Antibodies specific for the 80-amino acid hypothetical protein encoded by the in-frame, 3'-extension of a human ubiquitin gene were produced in rabbits by immunization with a 14-residue synthetic peptide. When used to probe HeLa cell extracts for the non-ubiquitin product of this natural fusion gene, the antipeptide sera detected a protein with an apparent molecular weight of 16,000 Da by sodium dodecyl sulfate-polyacrylamide gel electrophoresis.

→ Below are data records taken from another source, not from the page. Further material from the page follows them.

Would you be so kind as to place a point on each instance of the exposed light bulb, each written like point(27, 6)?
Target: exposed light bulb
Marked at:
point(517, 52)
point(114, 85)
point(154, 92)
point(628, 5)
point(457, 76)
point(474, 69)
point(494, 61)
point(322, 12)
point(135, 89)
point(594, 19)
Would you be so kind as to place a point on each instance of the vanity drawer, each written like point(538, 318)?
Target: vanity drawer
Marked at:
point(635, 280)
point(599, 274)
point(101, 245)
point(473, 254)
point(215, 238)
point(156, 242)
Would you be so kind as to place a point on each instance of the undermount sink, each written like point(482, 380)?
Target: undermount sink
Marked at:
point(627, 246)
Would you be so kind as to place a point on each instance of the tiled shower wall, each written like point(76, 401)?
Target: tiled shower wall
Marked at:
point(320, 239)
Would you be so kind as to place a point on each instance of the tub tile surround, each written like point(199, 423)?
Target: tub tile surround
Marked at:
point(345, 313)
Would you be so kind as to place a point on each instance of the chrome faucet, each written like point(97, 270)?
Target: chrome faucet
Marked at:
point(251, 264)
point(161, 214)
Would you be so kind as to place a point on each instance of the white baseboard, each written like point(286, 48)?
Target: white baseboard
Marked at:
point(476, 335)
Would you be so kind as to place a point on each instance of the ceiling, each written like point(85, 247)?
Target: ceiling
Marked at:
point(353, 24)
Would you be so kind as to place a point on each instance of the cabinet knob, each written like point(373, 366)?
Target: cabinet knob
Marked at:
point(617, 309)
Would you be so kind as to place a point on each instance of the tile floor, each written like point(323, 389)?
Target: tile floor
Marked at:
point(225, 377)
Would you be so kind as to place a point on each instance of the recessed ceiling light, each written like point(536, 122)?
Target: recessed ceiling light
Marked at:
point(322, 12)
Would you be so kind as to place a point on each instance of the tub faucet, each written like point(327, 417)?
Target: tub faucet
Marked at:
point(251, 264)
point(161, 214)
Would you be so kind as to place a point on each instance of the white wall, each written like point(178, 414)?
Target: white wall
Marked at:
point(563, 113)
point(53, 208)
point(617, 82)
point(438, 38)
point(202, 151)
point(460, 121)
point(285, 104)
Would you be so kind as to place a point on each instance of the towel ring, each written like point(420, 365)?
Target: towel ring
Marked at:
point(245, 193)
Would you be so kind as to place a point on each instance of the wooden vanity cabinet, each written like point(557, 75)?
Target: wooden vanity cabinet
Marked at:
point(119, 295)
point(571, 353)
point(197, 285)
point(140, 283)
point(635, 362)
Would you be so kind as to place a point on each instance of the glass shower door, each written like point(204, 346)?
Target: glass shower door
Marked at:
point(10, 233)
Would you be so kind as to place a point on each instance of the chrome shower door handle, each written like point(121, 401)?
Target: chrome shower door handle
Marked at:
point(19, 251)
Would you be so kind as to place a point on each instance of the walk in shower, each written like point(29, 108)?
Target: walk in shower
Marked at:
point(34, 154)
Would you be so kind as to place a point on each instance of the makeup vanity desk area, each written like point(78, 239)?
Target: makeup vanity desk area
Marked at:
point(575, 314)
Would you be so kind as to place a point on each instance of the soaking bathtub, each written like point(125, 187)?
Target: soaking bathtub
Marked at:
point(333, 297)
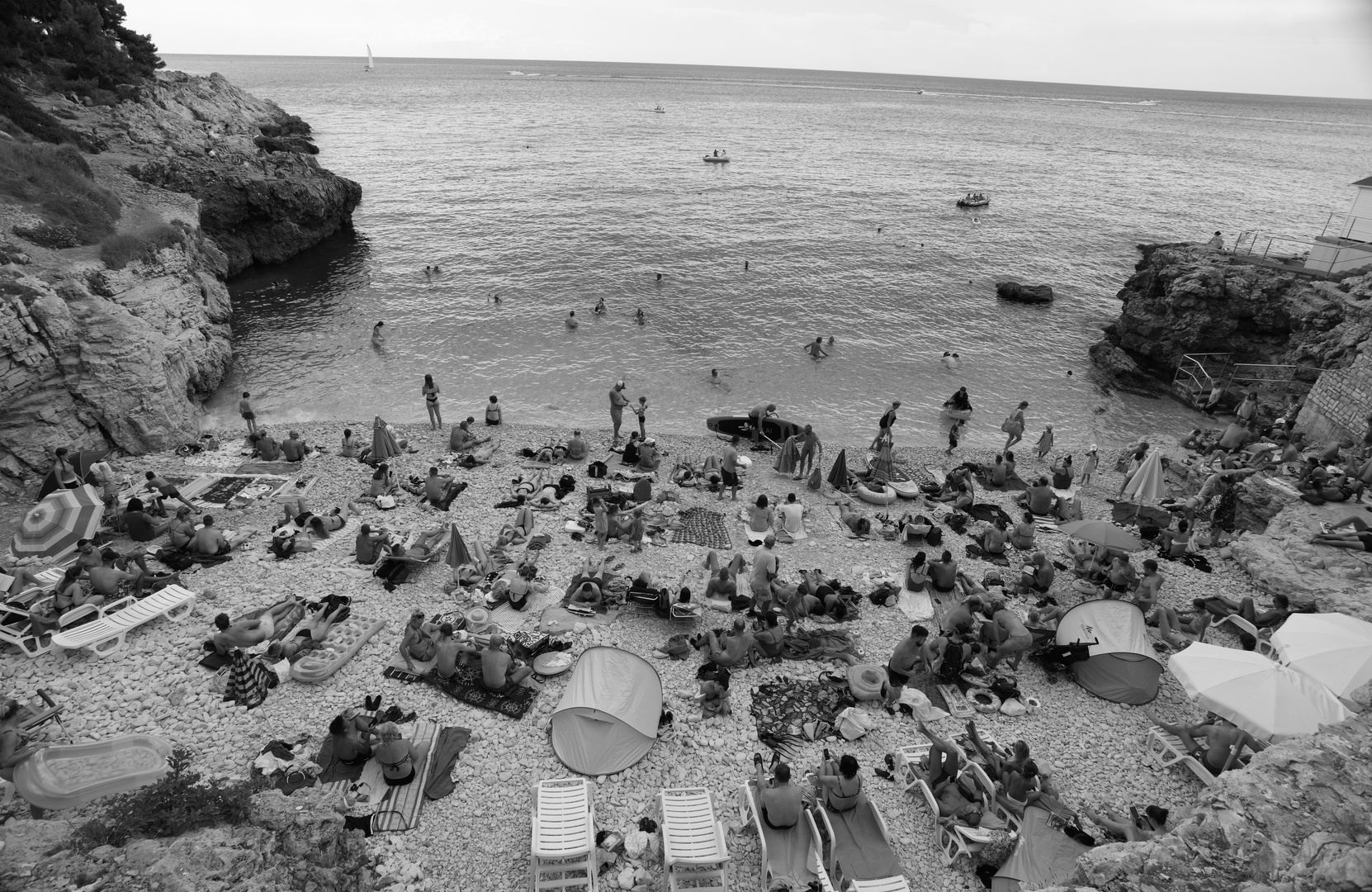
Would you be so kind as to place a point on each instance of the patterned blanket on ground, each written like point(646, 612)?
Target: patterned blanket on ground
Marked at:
point(704, 527)
point(781, 711)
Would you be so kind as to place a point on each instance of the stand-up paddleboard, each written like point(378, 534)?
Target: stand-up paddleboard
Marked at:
point(775, 429)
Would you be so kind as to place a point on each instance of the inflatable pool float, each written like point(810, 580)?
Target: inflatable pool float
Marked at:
point(774, 429)
point(906, 489)
point(877, 497)
point(553, 663)
point(68, 777)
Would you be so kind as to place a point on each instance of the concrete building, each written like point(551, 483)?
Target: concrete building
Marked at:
point(1346, 244)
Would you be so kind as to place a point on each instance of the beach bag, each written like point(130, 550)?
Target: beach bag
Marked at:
point(854, 724)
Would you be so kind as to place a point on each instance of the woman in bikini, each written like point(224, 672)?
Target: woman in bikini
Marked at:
point(430, 391)
point(400, 759)
point(837, 784)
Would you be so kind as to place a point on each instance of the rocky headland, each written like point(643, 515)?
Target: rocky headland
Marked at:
point(1187, 298)
point(111, 340)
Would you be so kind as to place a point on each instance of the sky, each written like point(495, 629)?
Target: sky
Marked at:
point(1286, 47)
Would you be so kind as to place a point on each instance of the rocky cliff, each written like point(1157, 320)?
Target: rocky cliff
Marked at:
point(1294, 821)
point(118, 353)
point(1189, 298)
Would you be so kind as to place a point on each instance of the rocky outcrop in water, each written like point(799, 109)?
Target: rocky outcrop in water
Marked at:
point(101, 357)
point(1189, 298)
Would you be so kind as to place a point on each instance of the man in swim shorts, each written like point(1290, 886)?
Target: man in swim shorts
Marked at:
point(903, 662)
point(248, 632)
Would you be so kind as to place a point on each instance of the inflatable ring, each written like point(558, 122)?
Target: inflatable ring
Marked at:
point(884, 497)
point(984, 701)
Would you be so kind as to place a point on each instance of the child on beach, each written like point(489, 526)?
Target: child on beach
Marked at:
point(601, 523)
point(641, 410)
point(246, 410)
point(1088, 467)
point(1046, 442)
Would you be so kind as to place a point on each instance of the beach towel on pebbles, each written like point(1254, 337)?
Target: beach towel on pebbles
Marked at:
point(704, 527)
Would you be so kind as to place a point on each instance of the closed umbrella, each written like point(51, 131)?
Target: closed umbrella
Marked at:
point(839, 474)
point(1102, 533)
point(80, 463)
point(54, 526)
point(1334, 649)
point(383, 442)
point(1262, 697)
point(457, 553)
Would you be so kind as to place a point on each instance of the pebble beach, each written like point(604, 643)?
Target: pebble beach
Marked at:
point(479, 836)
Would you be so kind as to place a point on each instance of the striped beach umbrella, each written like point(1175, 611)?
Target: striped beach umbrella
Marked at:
point(383, 442)
point(54, 526)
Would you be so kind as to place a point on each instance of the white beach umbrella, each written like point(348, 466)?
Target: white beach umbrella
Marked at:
point(1335, 649)
point(1268, 700)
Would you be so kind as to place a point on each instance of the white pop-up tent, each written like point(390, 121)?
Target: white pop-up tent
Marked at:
point(608, 717)
point(1121, 666)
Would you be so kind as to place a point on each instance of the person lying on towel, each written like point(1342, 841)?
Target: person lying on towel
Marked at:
point(247, 633)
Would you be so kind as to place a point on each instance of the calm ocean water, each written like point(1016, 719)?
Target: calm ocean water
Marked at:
point(560, 186)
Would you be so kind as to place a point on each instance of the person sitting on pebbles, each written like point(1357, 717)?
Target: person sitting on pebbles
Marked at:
point(733, 649)
point(247, 633)
point(419, 640)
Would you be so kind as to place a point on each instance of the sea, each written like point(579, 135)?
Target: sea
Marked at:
point(557, 184)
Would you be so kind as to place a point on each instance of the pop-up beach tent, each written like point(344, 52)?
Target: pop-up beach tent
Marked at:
point(1121, 666)
point(608, 717)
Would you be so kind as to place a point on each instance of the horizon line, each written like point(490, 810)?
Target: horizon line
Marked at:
point(414, 59)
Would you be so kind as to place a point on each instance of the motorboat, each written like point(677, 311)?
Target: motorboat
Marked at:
point(775, 429)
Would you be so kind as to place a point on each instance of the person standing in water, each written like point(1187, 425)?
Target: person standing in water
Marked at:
point(1015, 425)
point(430, 391)
point(617, 408)
point(246, 410)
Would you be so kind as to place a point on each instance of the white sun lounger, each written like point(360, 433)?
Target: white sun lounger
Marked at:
point(105, 636)
point(693, 840)
point(563, 850)
point(795, 852)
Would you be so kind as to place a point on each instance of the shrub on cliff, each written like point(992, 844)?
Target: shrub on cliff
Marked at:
point(178, 803)
point(54, 182)
point(121, 249)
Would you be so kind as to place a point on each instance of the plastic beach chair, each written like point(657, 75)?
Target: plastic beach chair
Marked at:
point(105, 636)
point(563, 850)
point(953, 839)
point(693, 840)
point(814, 847)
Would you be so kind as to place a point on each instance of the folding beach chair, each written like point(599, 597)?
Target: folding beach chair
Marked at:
point(693, 840)
point(563, 850)
point(105, 636)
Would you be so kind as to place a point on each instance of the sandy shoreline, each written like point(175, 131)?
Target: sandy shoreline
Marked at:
point(1094, 746)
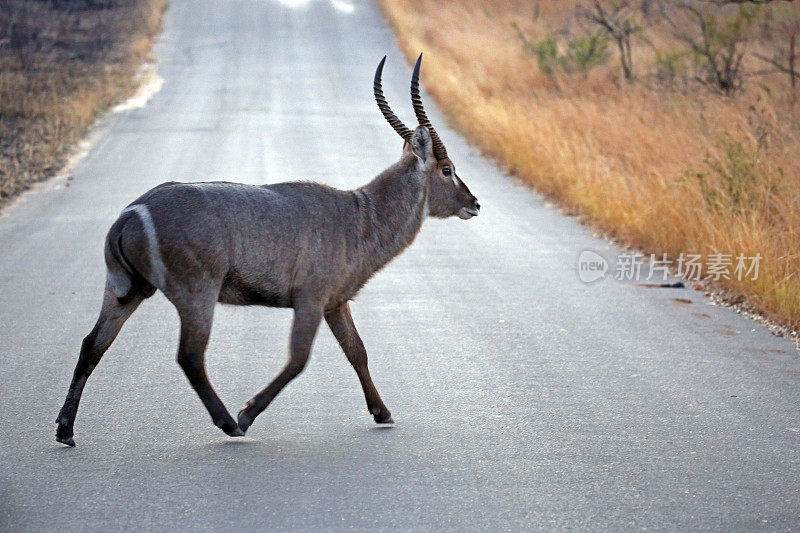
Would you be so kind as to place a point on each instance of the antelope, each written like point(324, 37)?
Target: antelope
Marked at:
point(299, 245)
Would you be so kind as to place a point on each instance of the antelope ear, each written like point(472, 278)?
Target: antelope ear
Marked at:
point(421, 145)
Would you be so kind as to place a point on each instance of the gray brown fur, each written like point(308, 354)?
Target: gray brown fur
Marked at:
point(298, 245)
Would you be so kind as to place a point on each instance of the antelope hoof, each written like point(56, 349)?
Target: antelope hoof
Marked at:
point(64, 436)
point(230, 428)
point(244, 421)
point(382, 416)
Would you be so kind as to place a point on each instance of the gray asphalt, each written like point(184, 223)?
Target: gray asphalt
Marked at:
point(524, 398)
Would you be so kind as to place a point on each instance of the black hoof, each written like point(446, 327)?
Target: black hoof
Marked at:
point(64, 435)
point(382, 416)
point(69, 441)
point(230, 428)
point(244, 421)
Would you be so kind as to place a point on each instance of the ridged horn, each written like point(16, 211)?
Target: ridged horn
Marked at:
point(439, 150)
point(383, 105)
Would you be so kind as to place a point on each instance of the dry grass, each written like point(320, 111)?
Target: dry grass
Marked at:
point(626, 156)
point(63, 62)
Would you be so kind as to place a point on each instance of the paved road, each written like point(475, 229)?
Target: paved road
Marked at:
point(524, 399)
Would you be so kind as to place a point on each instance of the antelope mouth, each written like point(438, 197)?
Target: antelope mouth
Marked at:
point(465, 213)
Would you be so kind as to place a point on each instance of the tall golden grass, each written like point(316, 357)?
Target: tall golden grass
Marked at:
point(643, 162)
point(61, 64)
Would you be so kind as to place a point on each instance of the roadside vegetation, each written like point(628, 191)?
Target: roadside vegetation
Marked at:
point(62, 62)
point(672, 126)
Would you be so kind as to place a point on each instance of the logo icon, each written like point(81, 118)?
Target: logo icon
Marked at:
point(591, 266)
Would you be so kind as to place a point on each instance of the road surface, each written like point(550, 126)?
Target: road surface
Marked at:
point(524, 398)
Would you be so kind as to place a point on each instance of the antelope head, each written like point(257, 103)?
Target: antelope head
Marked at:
point(447, 194)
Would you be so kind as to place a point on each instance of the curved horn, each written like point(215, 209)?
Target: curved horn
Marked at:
point(383, 105)
point(438, 147)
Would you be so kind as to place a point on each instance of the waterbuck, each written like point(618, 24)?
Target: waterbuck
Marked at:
point(299, 245)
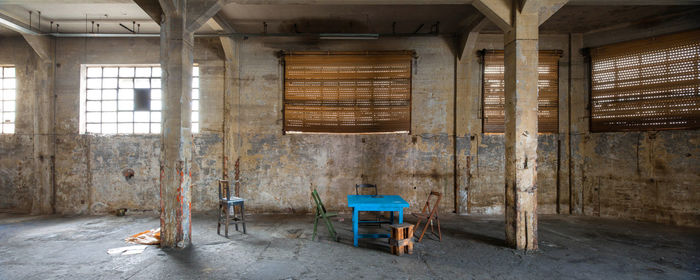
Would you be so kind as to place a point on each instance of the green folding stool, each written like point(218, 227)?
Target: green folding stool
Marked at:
point(321, 213)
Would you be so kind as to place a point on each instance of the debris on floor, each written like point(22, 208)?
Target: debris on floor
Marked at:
point(149, 237)
point(128, 250)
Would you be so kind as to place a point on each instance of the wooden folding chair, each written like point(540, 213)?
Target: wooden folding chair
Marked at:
point(321, 213)
point(429, 215)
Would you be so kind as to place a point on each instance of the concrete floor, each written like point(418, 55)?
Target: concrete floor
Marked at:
point(279, 247)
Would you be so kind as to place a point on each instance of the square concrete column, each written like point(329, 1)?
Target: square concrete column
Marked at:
point(176, 137)
point(520, 21)
point(521, 131)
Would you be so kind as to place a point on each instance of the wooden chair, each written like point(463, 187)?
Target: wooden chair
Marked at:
point(227, 205)
point(429, 215)
point(321, 213)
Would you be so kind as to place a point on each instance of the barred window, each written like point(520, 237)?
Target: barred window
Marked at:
point(347, 92)
point(649, 84)
point(8, 99)
point(128, 100)
point(494, 92)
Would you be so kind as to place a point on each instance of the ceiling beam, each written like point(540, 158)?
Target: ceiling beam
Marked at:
point(469, 34)
point(379, 2)
point(199, 12)
point(547, 8)
point(219, 23)
point(40, 44)
point(497, 11)
point(152, 9)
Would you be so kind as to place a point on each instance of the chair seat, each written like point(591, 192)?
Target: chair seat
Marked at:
point(331, 214)
point(422, 216)
point(232, 200)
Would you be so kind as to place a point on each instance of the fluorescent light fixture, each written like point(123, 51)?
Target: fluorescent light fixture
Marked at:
point(348, 36)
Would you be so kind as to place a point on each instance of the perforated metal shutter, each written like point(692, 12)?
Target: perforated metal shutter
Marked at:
point(494, 92)
point(650, 84)
point(347, 92)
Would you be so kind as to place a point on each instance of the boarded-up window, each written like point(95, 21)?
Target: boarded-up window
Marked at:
point(347, 92)
point(494, 91)
point(650, 84)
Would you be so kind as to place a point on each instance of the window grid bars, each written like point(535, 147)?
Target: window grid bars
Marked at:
point(8, 99)
point(121, 98)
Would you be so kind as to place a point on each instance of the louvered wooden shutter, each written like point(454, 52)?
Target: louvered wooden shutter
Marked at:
point(650, 84)
point(347, 92)
point(494, 92)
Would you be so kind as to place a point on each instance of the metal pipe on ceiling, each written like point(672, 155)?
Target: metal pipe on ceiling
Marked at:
point(245, 35)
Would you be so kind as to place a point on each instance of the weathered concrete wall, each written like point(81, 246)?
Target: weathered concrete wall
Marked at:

An immunoreactive protein of identical mobility was detected in organisms ranging from Acanthamoeba to man, indicating that the extension protein, like ubiquitin, is highly conserved. The immunoreactive protein was isolated from calf thymus, and direct sequencing revealed the first 16 amino acids to be identical to those predicted from the extension portion of the human cDNA. Thus, ubiquitin was no longer present at the amino terminus. The purified bovine extension protein failed to react with a ubiquitin-specific antibody indicating the absence of isopeptide-linked ubiquitin as well. Moreover, by denaturing gel permeation chromatography the extension has a molecular weight of 10,000 Da, a value that corresponds more closely to the size of the extension alone (9,000 Da) than to the intact fusion protein (17,500 Da). The extension protein, which was found in both cytoplasmic and nuclear fractions of HeLa cells, persisted at high levels when protein synthesis was blocked with cycloheximide or puromycin. These results show that the 80-residue extension protein is the stable, processed product of the ubiquitin fusion gene.